Sri Lanka is a very religious country and Theravada Buddhism is the main religion. Images of the Buddha are strictly regulated and any perceived insults of Buddha or Buddhism are taken very seriously, so be mindful of your actions.
When visiting temples and religious sites, be sure to dress modestly and behave in a respectful way. This includes covering knees and shoulders (ideally you should wear white clothing, which is readily available in most markets) and remove your shoes upon entry.
We also recommend that you eat in local restaurants during your trip and even try some authentic Sri Lankan delicacies at the street stalls. This supports the local economy and also provides you with a real taste of Sri Lankan cuisine. Dishes to look out for include Kukul Mas Curry (chicken curry), Hoppers (Sri Lankan pancakes), Fish Ambul Thiyal (sour fish curry) and Kottu Roti, the best in Sri Lankan street food!
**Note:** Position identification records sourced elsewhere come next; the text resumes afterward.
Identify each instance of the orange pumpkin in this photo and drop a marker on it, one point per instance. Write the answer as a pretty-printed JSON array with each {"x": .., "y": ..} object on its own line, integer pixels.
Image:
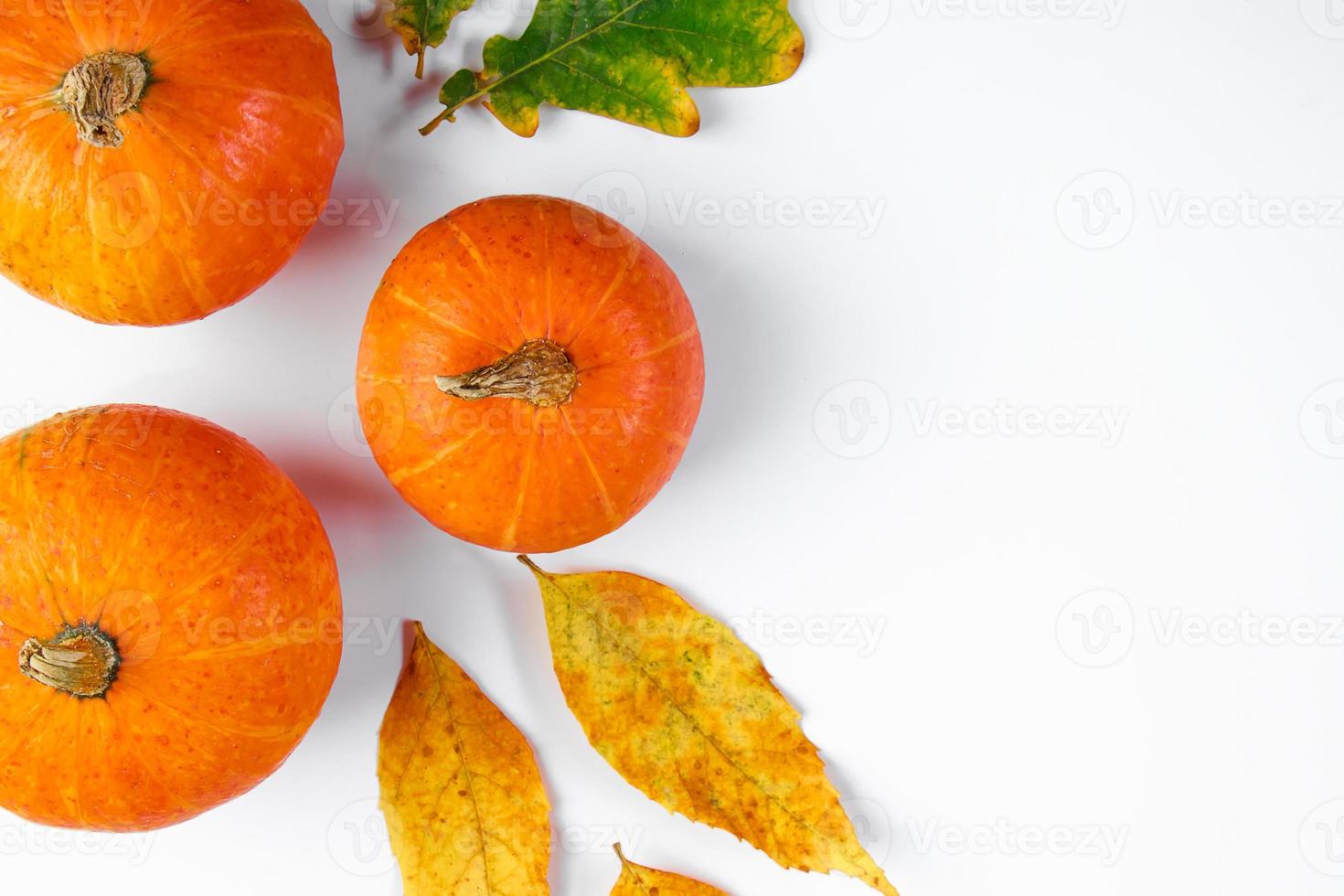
[
  {"x": 529, "y": 374},
  {"x": 162, "y": 160},
  {"x": 169, "y": 618}
]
During your visit to Sri Lanka, you may see local children begging around tourist sites or selling things. Though it may seem counterintuitive, refrain from giving gifts, money or sweets (access to dentists in Sri Lanka is very limited), or from buying what they're selling. We also advise against visiting orphanages in Sri Lanka, as this interaction can be unsettling for young children and puts them in a position where they become a tourist attraction. Instead, we encourage you to donate to a local or international NGO, or bring needed supplies via an organisation such as Pack for a Purpose.